5 March 2008, Manila, Philippines
Water and sanitation is a key sector where much effort is needed. With over a billion people without access to drinking water and 2.6 billion lacking basic sanitation, developing the relevant infrastructure constitutes a major challenge. Halving the proportion of people without access to drinking water and sanitation by 2015 would require investments of some 30 billion USD per year, which is twice the current spending levels. To meet these tremendous needs, many countries have sought the involvement of the private sector.

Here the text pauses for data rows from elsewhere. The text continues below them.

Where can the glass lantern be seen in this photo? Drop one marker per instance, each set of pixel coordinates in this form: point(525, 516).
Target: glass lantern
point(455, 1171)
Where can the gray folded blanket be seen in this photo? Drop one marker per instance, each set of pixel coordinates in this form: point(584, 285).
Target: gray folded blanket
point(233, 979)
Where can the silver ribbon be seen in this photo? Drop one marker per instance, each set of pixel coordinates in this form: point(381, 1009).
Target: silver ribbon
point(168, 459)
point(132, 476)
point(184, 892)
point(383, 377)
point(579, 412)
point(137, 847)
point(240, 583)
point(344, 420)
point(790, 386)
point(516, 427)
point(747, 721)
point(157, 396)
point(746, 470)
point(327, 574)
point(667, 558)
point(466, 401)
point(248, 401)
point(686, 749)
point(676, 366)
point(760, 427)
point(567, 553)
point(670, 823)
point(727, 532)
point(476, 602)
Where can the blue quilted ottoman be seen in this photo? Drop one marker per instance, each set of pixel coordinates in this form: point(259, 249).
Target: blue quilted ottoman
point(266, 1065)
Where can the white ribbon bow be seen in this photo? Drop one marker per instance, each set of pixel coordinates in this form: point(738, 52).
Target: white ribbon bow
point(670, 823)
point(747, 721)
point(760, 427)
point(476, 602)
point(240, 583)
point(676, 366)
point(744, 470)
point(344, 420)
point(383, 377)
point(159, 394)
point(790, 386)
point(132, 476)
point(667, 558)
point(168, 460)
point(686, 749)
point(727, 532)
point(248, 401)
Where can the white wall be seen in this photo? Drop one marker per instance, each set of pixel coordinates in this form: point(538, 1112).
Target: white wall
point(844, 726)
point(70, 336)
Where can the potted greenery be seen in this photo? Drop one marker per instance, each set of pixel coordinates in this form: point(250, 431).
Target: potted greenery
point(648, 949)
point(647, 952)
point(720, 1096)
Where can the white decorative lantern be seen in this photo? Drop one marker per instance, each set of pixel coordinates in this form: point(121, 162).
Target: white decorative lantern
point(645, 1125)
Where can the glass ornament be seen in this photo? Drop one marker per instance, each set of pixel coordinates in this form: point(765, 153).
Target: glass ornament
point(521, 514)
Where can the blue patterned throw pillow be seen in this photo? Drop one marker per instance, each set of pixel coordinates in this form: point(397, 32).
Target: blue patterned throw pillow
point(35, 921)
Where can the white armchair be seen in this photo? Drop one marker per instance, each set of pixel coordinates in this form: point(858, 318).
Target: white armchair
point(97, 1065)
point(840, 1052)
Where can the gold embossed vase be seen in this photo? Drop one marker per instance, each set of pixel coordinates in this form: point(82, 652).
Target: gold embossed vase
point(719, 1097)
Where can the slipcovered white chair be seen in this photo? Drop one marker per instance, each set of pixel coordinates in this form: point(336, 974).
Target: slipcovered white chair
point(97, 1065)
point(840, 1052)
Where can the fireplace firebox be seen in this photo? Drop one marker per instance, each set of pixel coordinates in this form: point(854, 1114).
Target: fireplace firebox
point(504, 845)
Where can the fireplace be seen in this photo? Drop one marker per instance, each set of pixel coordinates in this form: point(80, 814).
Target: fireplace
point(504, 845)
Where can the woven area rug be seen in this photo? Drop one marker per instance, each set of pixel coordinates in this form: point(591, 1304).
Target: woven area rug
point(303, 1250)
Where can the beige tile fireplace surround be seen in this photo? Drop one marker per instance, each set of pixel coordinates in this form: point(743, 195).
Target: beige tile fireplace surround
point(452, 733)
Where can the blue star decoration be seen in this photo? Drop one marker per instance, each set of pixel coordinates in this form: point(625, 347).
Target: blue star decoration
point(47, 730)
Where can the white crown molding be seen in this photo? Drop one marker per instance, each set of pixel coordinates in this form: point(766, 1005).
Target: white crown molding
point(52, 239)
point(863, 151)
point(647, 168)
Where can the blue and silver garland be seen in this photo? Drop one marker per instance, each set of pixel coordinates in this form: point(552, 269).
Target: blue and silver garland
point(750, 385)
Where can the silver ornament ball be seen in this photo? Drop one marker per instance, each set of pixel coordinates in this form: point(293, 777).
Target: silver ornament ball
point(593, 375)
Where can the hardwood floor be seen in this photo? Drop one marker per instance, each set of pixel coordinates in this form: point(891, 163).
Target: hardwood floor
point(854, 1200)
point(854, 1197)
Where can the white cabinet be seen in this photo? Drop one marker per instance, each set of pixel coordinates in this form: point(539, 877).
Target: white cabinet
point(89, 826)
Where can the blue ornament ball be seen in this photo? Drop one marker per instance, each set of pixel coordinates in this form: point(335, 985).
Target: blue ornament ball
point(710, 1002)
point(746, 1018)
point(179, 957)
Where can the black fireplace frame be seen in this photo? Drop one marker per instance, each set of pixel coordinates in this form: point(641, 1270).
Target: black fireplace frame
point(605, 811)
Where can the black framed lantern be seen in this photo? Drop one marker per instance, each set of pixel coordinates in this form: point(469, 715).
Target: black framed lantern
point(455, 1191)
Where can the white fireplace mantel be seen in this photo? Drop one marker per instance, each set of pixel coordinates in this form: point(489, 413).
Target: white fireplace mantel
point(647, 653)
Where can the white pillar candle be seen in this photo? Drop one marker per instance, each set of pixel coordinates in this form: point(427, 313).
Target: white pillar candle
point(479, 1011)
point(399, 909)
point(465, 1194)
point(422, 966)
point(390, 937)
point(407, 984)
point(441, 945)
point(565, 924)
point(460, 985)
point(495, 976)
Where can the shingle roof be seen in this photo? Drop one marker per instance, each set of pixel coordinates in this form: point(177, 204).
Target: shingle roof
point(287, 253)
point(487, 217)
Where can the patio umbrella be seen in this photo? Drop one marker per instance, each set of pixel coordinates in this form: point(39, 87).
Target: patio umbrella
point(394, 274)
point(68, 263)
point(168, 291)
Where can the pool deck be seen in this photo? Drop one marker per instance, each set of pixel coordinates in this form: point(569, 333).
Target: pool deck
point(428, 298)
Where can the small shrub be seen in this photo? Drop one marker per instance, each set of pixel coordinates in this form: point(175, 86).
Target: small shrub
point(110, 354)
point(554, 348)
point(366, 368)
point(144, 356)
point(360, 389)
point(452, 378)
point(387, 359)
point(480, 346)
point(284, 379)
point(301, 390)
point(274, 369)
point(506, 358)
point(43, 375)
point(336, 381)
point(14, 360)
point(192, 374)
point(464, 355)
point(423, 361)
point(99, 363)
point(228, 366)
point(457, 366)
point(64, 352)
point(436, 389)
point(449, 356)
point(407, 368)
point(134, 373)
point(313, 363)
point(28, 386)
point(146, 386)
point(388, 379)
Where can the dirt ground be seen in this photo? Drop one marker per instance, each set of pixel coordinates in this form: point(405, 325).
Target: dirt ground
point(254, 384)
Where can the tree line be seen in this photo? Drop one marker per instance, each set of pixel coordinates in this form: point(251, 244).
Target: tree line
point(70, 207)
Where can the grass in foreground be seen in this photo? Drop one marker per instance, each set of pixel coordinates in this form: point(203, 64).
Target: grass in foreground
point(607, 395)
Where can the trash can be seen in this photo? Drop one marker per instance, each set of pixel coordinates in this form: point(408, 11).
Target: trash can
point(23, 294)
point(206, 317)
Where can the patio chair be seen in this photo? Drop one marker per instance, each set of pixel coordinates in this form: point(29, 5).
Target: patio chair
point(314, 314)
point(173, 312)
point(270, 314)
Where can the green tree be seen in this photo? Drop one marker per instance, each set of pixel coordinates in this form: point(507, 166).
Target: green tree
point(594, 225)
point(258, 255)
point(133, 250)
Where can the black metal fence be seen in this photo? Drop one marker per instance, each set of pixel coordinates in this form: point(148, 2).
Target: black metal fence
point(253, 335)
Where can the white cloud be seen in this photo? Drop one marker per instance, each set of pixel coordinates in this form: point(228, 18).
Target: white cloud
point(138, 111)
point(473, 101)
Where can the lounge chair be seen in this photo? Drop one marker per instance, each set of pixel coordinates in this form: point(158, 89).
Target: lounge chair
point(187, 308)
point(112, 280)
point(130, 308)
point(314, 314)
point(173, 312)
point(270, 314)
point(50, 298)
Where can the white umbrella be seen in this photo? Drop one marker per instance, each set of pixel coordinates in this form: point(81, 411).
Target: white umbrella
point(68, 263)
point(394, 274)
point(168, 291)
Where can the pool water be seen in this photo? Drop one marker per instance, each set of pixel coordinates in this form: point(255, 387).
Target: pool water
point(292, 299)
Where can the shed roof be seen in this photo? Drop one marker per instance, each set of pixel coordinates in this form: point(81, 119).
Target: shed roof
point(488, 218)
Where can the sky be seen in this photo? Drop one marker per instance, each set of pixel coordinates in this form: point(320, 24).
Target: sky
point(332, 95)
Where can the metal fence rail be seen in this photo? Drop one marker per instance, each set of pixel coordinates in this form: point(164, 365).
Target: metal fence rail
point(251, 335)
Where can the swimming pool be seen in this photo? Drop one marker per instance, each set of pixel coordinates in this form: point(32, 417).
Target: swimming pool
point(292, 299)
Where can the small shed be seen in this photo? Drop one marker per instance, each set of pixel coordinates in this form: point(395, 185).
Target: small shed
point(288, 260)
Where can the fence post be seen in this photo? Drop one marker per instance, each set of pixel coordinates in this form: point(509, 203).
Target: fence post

Within the framework of its new horizontal project on “Sustainable Financing to Ensure Affordable Access to Water and Sanitation”, the OECD addresses the economic basis for sustainable water service provision and sound water management. Along with special focuses on pricing, innovative financing business models and realistic financing strategies, the project aims to develop practical guidance to optimise private sector participation in the development and management of water and sanitation infrastructure. The guidance builds on the recently released OECD Principles for Private Sector Participation in Infrastructure and is developed through multi-stakeholder dialogues and reviews of specific country experiences. The Manila expert meeting follows a similar roundtable organised jointly by the NEPAD and the OECD in Lusaka, Zambia on 27-28 November 2007.
The overall aim of the expert meeting was to advance the debate on private sector participation in the water and sanitation sector, by providing a forum for participants to help guide the ADB and OECD in their efforts to develop a better understanding of the key elements of a beneficial partnership. Expected outputs from the Roundtable included a first draft of guidelines, taking advantage of the OECD Principles for Private Sector Participation in Infrastructure for the water and sanitation sector derived from the experience of Asian countries, in order to foster the mobilisation of additional and beneficial private sector involvement.